Estaba convencido de que el mundo futuro estaría dividido entre quienes acceden a la información y quienes se quedan fuera. Por eso quería cubrir Bangladesh, que tiene 122 millones de habitantes, de repetidoras que permitieran acceder a la web. Recuerdo que me puso el ejemplo de un grupo de agricultores del norte que ahora podían consultar por Internet los precios en el mercado central antes de vender el arroz a los intermediarios. Posibilidad que los ayudaba a ganar más dinero.

Por otra parte, sabía que la informática podría ser un buen medio para sacar a al gente de la miseria. Al tratarse de algo nuevo, no relacionado a casta alguna, abría nuevas puertas a los pobres, como está sucediendo ahora en la India.

Lo interesante y acertado del planteamiento de Yunnus es que, a diferencia de otras fórmulas para luchar contra la exclusión social, no cuestiona la esencia del sistema capitalista, sino que, con sus propias reglas, busca hacerlo más equitativo. Lo que dice, en definitiva, es que si vivimos en tiempos de libre mercado y democracia debemos organizarnos para que el capital llegue al mayor número de manos posibles.

El sistema capitalista no es digno de mi apoyo o devoción, creo que nos hacer permanecer en la dialéctica darwiniana de la confrontación, de la lucha por la supervivencia, haciendo que nuestros progresos en la humanidad sean, ante todo, formales. Han cambiado los medios, las reglas, pero seguimos enfrentados por sobrevivir.

Creo más en cooperar que en competir. Sólo así se explican nuestras diferencias, ya que nos hacen complementarios. Y además, esto haría que todos fuéramos necesarios, útiles, y no sólo los más fuertes y mejor preparados.

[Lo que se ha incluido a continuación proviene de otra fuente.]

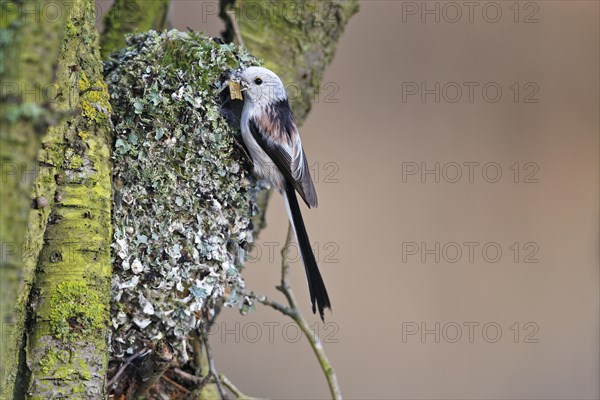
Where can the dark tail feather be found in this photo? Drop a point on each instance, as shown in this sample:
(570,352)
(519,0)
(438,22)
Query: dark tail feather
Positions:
(316,286)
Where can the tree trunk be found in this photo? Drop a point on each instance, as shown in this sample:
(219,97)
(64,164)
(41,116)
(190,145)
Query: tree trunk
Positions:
(29,45)
(67,331)
(296,39)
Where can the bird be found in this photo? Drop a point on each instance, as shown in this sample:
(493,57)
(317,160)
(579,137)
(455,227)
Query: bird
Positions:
(272,139)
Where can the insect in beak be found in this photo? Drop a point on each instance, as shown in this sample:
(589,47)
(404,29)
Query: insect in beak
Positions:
(235,89)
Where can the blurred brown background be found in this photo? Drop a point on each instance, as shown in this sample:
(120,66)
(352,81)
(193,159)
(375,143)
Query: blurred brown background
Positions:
(369,138)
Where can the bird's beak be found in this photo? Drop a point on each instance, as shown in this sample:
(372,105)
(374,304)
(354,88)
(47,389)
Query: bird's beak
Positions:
(235,89)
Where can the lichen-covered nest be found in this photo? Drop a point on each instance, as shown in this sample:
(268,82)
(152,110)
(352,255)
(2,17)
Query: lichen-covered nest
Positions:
(183,193)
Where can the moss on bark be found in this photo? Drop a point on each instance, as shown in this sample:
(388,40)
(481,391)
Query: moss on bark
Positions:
(67,347)
(296,38)
(29,45)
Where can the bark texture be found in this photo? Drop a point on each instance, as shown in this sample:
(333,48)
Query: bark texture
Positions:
(67,330)
(29,43)
(296,38)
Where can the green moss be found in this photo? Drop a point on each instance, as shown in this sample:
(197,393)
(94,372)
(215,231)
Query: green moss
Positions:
(72,160)
(94,101)
(70,28)
(76,311)
(60,365)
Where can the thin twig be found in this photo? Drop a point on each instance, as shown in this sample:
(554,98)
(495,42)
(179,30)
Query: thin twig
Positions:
(211,363)
(177,385)
(128,361)
(236,28)
(294,312)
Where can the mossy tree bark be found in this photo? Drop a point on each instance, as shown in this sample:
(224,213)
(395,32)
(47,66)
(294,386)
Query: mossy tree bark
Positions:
(29,41)
(296,38)
(131,16)
(67,331)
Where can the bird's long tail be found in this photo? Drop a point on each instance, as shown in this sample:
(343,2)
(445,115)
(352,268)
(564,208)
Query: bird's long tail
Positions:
(316,286)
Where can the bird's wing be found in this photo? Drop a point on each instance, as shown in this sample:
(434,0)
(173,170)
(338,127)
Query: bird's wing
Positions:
(277,134)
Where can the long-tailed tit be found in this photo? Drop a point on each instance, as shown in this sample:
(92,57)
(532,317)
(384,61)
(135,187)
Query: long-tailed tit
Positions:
(273,141)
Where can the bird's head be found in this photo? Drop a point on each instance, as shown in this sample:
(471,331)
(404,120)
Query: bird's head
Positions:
(261,86)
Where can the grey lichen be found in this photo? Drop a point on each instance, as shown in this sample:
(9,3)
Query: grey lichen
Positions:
(183,193)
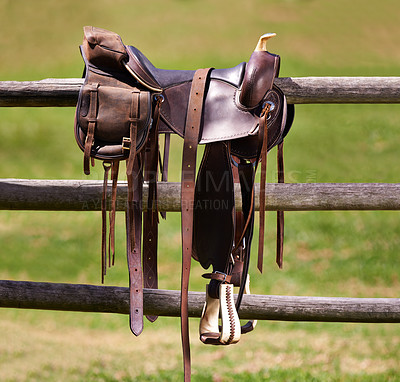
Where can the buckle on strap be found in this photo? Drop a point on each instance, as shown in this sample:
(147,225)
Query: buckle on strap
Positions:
(219,276)
(126,143)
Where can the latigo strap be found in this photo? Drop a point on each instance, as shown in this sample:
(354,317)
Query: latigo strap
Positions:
(192,131)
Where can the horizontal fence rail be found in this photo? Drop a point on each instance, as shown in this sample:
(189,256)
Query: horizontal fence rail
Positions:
(110,299)
(80,195)
(300,90)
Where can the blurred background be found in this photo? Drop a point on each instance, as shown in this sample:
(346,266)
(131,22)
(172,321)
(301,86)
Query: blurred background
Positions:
(339,253)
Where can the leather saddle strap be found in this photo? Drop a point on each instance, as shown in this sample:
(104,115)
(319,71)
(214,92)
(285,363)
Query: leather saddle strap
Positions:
(134,254)
(133,120)
(150,217)
(92,119)
(263,178)
(111,246)
(280,214)
(192,132)
(106,167)
(164,164)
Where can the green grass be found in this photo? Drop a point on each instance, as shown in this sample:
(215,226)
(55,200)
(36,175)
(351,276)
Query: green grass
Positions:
(340,253)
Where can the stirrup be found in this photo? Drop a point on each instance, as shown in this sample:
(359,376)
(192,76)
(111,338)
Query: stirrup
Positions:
(229,332)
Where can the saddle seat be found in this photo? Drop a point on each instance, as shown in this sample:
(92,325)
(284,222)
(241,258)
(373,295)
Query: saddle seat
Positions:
(225,118)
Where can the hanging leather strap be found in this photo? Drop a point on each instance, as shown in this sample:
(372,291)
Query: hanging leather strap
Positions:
(133,121)
(92,120)
(106,167)
(111,243)
(263,178)
(150,217)
(134,254)
(280,214)
(192,132)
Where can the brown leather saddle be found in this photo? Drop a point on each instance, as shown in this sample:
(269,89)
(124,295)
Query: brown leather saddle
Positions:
(124,106)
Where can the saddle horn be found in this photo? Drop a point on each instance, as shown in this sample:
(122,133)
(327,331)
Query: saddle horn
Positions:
(260,73)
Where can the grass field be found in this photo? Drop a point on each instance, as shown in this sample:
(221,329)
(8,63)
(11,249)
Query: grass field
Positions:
(339,253)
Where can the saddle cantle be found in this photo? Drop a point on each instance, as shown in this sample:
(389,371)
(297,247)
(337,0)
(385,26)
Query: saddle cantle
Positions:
(124,105)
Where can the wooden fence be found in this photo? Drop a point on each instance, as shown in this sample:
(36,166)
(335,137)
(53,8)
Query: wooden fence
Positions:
(73,195)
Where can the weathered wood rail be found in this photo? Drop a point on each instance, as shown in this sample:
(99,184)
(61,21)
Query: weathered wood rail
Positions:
(109,299)
(301,90)
(74,195)
(78,195)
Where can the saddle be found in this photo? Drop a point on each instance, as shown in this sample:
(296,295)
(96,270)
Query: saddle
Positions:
(125,106)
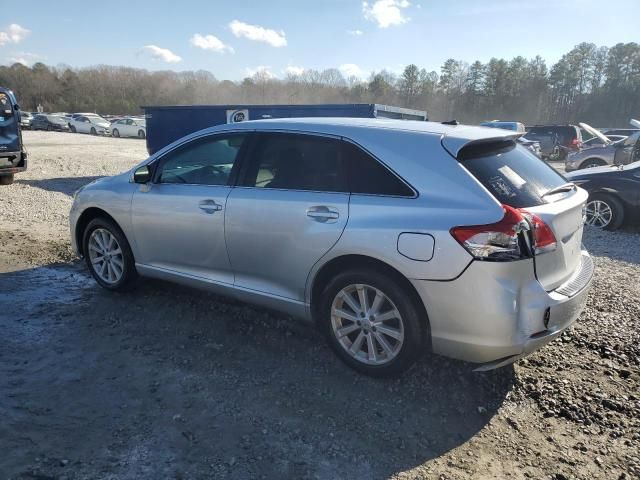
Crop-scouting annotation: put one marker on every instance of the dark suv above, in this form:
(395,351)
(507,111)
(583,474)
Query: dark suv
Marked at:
(556,141)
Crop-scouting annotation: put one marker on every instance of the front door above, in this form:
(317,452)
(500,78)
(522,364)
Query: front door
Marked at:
(289,210)
(178,218)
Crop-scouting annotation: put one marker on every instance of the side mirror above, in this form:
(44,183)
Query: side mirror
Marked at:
(142,175)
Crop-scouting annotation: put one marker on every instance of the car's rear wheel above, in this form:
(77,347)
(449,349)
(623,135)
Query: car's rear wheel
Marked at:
(371,322)
(6,179)
(108,255)
(604,211)
(592,163)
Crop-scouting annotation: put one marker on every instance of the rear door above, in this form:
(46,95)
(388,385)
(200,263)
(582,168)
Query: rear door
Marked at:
(519,179)
(289,210)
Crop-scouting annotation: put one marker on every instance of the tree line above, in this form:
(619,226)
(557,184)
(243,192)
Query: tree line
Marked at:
(597,85)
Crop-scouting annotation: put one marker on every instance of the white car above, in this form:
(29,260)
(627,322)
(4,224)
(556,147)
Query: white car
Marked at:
(90,123)
(129,127)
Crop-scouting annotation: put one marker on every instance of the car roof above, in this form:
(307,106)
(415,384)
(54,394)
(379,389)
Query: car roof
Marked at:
(454,137)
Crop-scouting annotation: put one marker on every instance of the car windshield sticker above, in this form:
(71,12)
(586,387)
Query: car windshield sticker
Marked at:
(500,187)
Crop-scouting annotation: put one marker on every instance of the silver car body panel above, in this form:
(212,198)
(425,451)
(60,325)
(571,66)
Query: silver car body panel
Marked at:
(265,248)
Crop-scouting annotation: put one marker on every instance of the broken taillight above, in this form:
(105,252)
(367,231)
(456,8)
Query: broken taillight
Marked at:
(518,235)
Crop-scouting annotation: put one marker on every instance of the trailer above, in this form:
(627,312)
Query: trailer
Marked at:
(165,124)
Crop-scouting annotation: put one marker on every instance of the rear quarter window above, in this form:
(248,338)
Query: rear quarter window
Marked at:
(512,174)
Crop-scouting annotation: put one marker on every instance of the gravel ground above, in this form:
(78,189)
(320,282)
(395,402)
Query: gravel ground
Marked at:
(167,382)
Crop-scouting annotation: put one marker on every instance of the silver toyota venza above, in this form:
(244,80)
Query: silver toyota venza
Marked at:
(394,237)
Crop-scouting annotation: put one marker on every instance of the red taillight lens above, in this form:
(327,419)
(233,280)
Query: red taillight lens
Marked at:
(543,238)
(498,241)
(509,239)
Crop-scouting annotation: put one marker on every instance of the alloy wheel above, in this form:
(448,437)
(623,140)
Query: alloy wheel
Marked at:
(106,256)
(367,324)
(598,213)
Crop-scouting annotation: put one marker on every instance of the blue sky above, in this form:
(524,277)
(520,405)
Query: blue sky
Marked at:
(235,38)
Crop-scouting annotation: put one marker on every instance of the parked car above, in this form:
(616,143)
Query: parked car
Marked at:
(594,141)
(513,126)
(533,146)
(613,153)
(620,131)
(13,157)
(614,194)
(25,120)
(129,127)
(49,122)
(90,123)
(556,141)
(475,253)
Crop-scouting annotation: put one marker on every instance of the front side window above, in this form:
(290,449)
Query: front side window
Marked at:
(203,161)
(296,162)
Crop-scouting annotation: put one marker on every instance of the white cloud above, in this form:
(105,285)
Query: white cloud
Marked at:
(386,13)
(210,42)
(261,70)
(258,33)
(352,70)
(293,70)
(25,58)
(13,34)
(163,54)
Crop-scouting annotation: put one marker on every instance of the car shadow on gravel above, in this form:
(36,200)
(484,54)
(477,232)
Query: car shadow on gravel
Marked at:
(66,185)
(168,381)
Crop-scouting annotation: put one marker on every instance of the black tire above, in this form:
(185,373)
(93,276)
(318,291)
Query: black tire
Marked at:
(592,162)
(6,179)
(413,319)
(617,209)
(129,275)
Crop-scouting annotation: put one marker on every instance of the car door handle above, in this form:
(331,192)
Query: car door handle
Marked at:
(209,206)
(323,214)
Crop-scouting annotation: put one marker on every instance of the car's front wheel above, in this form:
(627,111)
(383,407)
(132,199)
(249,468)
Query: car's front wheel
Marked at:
(108,255)
(604,211)
(372,323)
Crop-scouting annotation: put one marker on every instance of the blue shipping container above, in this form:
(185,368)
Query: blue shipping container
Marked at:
(167,124)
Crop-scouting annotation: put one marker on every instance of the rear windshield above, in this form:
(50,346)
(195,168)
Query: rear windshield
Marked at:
(510,172)
(565,133)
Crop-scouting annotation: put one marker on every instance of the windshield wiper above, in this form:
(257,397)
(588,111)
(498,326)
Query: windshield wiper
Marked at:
(566,187)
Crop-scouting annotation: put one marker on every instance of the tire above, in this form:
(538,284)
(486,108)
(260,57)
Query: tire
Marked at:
(95,236)
(6,179)
(592,163)
(410,324)
(597,208)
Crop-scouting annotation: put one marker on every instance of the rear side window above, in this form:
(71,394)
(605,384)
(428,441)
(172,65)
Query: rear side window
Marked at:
(368,176)
(296,162)
(510,172)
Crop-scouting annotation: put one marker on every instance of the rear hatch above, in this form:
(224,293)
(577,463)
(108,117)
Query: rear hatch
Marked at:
(519,179)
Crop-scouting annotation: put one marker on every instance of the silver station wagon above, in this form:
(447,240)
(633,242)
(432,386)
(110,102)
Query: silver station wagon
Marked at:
(393,237)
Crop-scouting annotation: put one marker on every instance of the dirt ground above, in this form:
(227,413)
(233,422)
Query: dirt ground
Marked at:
(167,382)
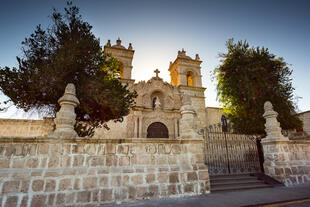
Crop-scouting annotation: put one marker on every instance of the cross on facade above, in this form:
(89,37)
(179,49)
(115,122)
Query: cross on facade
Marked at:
(156,71)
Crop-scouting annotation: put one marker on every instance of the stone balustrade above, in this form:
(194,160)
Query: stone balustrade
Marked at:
(285,160)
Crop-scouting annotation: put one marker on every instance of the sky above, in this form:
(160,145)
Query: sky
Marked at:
(157,29)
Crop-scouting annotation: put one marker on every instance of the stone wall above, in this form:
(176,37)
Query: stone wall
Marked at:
(288,161)
(26,127)
(88,172)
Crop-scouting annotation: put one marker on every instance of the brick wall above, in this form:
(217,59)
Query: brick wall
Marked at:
(26,127)
(88,172)
(288,161)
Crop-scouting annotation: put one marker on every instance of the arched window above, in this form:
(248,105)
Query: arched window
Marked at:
(157,130)
(190,78)
(154,101)
(120,72)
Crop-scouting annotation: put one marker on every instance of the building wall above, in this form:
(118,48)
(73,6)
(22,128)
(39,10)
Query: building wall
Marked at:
(26,127)
(89,172)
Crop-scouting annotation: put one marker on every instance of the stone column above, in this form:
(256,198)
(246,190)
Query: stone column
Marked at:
(175,128)
(272,126)
(275,146)
(65,117)
(136,127)
(188,127)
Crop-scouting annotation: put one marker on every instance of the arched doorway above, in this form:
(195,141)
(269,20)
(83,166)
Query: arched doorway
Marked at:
(157,130)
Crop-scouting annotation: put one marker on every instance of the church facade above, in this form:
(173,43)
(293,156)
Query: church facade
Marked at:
(157,112)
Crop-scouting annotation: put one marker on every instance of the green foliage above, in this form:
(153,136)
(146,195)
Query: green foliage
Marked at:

Pero lo cierto es que en este mundo tan desigual, en el que 3.000 millones de personas viven con menos de dos euros al día, y 800 millones padecen hambre de forma crónica, la pobreza es una de las batallas más importantes que debemos enfrentar. Y el camino creado y emprendido por Mohamed Yunus se presenta como una opción realista y efectiva.

No nos podemos perder en debates mientras haya tanta gente sufriendo. Hay que actuar, como lo propone ahora la semana de acción contra la pobreza, que en cierta medida es lo que parece apoyar la concesión del premio Nobel de la Paz a Mohamed Yunus.

Del recuerdo personal que guardo de él, resalto ante todo la cordialidad, la sonrisa, acompañada por una mirada intensa, decidida, pletórica de luz. No tenía prisas y respondía a mis preguntas con detenimiento.

Un hombre brillante, honesto y a la vez humilde, carente de vanidad. En ningún momento te hacía sentir que estabas frente a alguien que había cambiado el destino de tantos millones de personas.

Una humildad que también se ve reflejada en la esencia de su labor. Confía en la gente, en sus potencialidades, por más pobres que sean (a diferencia de lo que plantean quienes se dedican a la caridad). Y sabe que lo único que necesitan es recibir las oportunidades y los medios para prosperar. El joven Ershad, con su bote a motor en las lóbregas aguas del monzón bengalí, me parece el ejemplo perfecto.

¿Si hubiese tenido recursos y educación, a dónde podría haber llegado con semejante ingenio y creatividad? ¿Cuántos genios, cuántos hombres y mujeres brillantes, que podrían haber dado tanto a la humanidad, están atrapados en la miseria? ¿Cuánta gente tenaz, emprendedora, deseosa de progresar, se encuentra apartada del mundo? Todos perdemos al no poder romper con este orden tan desigual.